History
The distant predecessor of the University of Arkansas at Monticello was established in 1909 by an act of the Arkansas General Assembly to serve the educational needs of southern Arkansas. Originally called the Fourth District Agricultural School, the school opened its doors September 14, 1910. In 1925, the General Assembly authorized the school's name to be changed to the Arkansas Agricultural and Mechanical College. Arkansas A&M received accreditation as a junior college in 1928 and as a four-year institution in 1940.
During World War II, Arkansas A & M College was one of 131 colleges and universities nationally that took part in the V-12 Navy College Training Program which offered students a path to a Navy commission.

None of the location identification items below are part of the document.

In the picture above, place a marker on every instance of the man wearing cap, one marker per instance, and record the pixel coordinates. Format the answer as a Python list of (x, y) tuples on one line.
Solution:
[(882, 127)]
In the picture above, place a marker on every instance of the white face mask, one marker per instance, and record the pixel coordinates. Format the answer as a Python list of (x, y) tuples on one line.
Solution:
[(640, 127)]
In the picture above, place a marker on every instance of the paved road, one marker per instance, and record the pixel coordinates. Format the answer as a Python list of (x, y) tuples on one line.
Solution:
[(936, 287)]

Arkansas A&M became part of the University of Arkansas system on July 1, 1971, and it was then that it actually became the University of Arkansas at Monticello. In that year, the University of Arkansas increased its racial diversity by adding three new campuses in Little Rock, Pine Bluff, and Monticello that either already had large numbers of Black students, or which in the case of the new campus in Little Rock, would soon acquire many of these.
On July 1, 2003, the University of Arkansas at Monticello expanded its mission to include vocational and technical education when the UAM College of Technology-Crossett and the UAM College of Technology-McGehee became part of the University of Arkansas at Monticello to create a larger system of postsecondary education in Southern Arkansas.